Bekommaade vraag
Ook Nederlandse schrijvers hebben pogingen gewaagd. De bekende Battus gebruikte een speciaal vraagteken in het boekje Tussen letter & boek, dat in 1985 verscheen ter gelegenheid van een tentoonstelling van het werk van acht grafisch ontwerpers in het Amsterdamse Stedelijk Museum. De punt van het vraagteken was daarbij vervangen door een komma (afbeelding 6). Hij stelde voor dit teken te gebruiken in die gevallen waarbij niet de hele zin, maar slechts een gedeelte ervan een vraag vormde, of zoals Battus het zelf formuleert: ‘Is de punt onder het vraagteken een eind-van-de-zin-teken? dan is ook een bekommaade vraag mogelijk.’
Verder bedacht Harry Mulisch, in Het beeld en de klok (1989), nog een ironieteken, in de vorm van een cijfer 3 met een punt eronder (afbeelding 7). Hij zag de uitroep- en vraagtekens als gemodificeerde cijfers 1 en 2 (met een punt), en analoog daaraan creëerde hij zijn ironieteken.
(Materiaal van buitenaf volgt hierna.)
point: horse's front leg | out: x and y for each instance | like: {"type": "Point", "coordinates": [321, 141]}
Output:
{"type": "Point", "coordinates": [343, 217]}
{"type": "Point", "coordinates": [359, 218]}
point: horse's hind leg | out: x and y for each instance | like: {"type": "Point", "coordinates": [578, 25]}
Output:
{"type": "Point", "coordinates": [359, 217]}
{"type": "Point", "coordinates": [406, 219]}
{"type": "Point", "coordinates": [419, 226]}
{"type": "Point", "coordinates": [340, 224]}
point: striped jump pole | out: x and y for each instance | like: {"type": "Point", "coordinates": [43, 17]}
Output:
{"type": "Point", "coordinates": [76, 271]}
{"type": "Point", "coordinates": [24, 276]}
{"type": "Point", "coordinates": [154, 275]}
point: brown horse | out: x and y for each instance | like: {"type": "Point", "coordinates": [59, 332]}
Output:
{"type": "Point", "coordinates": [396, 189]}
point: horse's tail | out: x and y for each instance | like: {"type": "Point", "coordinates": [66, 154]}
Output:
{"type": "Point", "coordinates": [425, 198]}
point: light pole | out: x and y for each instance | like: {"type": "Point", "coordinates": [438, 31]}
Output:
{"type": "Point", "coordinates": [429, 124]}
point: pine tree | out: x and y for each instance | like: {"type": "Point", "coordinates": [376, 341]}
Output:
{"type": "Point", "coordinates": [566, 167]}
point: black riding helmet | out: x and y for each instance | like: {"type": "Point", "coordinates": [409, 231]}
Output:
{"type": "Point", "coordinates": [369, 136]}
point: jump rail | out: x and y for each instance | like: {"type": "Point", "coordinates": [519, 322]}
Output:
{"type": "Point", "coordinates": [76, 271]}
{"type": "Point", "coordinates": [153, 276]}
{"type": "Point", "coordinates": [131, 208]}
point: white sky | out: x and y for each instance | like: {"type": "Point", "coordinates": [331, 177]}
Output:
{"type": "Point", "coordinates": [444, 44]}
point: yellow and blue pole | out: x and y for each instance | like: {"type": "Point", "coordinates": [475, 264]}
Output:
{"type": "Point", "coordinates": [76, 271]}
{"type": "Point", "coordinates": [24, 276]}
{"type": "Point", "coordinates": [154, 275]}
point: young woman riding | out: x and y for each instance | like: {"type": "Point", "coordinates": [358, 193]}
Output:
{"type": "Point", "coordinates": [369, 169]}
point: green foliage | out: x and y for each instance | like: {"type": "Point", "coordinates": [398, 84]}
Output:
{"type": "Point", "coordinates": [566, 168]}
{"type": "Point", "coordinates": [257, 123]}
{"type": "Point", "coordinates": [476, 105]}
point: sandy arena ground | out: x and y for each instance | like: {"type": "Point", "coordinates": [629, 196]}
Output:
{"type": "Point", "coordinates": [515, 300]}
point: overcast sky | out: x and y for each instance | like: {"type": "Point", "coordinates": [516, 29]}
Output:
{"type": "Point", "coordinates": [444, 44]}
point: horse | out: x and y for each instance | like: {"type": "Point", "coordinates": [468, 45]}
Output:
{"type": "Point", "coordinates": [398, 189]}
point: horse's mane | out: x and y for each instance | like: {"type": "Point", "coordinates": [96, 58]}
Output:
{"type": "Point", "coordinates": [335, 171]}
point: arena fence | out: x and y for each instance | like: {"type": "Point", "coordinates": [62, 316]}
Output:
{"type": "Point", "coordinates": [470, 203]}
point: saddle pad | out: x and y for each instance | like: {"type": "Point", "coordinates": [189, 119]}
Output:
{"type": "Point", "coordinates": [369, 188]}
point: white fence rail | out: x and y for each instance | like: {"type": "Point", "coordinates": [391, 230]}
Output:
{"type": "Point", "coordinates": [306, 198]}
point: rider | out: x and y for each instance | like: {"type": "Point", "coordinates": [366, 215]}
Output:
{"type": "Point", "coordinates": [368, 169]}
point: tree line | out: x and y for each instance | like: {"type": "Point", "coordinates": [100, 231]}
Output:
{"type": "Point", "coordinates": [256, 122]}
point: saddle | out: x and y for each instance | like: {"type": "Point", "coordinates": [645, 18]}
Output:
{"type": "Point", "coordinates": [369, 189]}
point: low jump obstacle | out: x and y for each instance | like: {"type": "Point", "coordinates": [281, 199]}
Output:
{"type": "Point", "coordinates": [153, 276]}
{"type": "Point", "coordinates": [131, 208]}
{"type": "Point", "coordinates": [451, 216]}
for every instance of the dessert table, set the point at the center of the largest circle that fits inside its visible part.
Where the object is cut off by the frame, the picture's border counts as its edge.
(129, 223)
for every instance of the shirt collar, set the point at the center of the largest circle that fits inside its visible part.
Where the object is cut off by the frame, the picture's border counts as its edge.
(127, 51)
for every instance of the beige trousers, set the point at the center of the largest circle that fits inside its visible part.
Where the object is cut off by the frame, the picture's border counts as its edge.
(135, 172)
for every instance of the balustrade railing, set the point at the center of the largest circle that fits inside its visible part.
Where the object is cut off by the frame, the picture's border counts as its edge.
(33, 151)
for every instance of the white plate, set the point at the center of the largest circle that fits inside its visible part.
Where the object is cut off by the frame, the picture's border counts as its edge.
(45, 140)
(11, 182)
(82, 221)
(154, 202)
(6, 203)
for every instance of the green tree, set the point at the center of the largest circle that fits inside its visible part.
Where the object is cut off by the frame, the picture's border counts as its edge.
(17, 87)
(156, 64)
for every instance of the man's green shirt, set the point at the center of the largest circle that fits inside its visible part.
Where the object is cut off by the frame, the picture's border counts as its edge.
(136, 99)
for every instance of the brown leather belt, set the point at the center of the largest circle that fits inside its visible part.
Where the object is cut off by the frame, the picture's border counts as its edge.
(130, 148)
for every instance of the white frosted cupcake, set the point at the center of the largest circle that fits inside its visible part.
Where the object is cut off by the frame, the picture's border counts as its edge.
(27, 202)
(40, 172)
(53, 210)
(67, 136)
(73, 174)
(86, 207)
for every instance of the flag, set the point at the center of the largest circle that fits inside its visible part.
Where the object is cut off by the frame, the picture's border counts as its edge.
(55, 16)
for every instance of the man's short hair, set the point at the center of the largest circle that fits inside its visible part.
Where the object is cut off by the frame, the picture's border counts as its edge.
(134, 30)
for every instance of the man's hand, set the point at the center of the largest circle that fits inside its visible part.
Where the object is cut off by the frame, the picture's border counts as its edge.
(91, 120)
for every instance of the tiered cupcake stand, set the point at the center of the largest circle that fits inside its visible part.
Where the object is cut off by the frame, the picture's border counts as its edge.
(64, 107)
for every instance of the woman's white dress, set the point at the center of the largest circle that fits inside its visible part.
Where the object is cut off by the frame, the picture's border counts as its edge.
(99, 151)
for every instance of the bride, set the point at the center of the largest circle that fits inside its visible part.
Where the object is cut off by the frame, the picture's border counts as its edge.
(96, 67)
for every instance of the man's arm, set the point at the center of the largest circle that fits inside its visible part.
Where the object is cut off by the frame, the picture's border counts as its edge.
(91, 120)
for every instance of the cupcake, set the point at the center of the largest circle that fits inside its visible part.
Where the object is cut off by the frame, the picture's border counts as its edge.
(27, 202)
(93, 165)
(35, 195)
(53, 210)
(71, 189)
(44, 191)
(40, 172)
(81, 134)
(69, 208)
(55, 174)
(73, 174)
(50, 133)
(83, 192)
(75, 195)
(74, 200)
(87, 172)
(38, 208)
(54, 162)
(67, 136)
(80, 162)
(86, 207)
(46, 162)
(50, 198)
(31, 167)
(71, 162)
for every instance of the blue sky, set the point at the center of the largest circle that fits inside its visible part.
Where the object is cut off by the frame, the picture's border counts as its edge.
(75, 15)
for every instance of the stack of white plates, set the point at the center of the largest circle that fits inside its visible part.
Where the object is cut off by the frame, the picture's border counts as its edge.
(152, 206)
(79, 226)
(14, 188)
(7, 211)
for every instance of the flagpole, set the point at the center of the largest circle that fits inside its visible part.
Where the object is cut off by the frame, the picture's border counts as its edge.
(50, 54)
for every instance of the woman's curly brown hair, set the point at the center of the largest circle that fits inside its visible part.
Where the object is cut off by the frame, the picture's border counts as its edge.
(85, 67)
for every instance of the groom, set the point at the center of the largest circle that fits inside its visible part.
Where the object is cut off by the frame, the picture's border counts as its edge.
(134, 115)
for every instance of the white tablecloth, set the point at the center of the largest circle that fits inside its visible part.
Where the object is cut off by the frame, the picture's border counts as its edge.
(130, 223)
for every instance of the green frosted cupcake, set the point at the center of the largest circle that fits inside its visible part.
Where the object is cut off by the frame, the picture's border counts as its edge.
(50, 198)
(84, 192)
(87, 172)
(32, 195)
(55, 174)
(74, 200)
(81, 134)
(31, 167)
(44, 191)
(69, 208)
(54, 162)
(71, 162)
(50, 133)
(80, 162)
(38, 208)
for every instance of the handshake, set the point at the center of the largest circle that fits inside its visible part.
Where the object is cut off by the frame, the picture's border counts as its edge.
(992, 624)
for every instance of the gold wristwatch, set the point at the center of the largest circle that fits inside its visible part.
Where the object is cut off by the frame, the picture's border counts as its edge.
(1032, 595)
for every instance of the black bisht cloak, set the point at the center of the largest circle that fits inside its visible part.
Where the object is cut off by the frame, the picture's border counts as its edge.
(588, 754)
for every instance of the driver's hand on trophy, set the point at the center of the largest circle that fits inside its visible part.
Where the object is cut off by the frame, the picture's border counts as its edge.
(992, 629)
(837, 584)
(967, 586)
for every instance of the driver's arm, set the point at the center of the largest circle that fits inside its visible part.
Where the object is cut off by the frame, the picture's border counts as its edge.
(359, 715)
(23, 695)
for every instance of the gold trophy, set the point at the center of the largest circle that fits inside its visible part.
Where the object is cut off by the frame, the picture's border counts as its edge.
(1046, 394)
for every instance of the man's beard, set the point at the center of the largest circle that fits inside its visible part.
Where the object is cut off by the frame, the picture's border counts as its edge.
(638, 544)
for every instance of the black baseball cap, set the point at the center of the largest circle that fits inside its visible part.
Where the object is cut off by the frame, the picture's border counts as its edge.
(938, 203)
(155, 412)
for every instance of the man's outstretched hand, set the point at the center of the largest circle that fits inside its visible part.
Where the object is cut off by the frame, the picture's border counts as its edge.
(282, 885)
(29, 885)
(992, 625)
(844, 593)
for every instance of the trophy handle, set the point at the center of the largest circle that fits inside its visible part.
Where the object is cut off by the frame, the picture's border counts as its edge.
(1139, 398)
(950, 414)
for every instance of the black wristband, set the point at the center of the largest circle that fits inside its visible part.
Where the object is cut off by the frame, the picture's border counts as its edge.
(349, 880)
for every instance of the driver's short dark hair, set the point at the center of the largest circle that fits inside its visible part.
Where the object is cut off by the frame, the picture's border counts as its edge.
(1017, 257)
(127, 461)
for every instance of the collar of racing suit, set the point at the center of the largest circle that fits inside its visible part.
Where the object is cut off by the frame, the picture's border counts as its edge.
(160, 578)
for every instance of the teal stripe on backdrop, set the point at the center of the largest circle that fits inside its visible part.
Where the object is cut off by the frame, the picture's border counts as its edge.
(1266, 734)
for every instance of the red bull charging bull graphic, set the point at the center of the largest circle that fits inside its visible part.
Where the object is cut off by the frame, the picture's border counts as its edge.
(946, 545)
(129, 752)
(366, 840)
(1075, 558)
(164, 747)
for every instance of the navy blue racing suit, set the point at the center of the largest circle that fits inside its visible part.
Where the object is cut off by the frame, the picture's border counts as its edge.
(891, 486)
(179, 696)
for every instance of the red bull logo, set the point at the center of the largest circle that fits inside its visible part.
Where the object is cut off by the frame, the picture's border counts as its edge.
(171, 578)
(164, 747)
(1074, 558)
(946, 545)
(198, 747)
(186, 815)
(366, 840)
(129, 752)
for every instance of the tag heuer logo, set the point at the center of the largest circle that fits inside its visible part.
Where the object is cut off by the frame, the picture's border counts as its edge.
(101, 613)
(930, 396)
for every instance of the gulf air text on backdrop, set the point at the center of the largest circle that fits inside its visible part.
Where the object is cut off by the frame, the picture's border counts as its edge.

In 1995 ten slotte werd een prijsvraag uitgeschreven (door het schriftmuseum Scryption in Tilburg in samenwerking met FontShop en de ontwerpersorganisatie bNO) om te komen tot een uniform klemtoonteken om een woord of lettergreep te benadrukken (ter vervanging van andere middelen zoals cursivering of het plaatsen van een ‘accent aigu’). Daar kwam niet zoveel uit. Eervol vermeld werd onder meer een geknakt haakje rechtsboven op klinkers (afbeelding 8). Een liggend streepje onder de klinker (afbeelding 9) won uiteindelijk - een methode die woordenboekmakers echter al jaren gebruiken.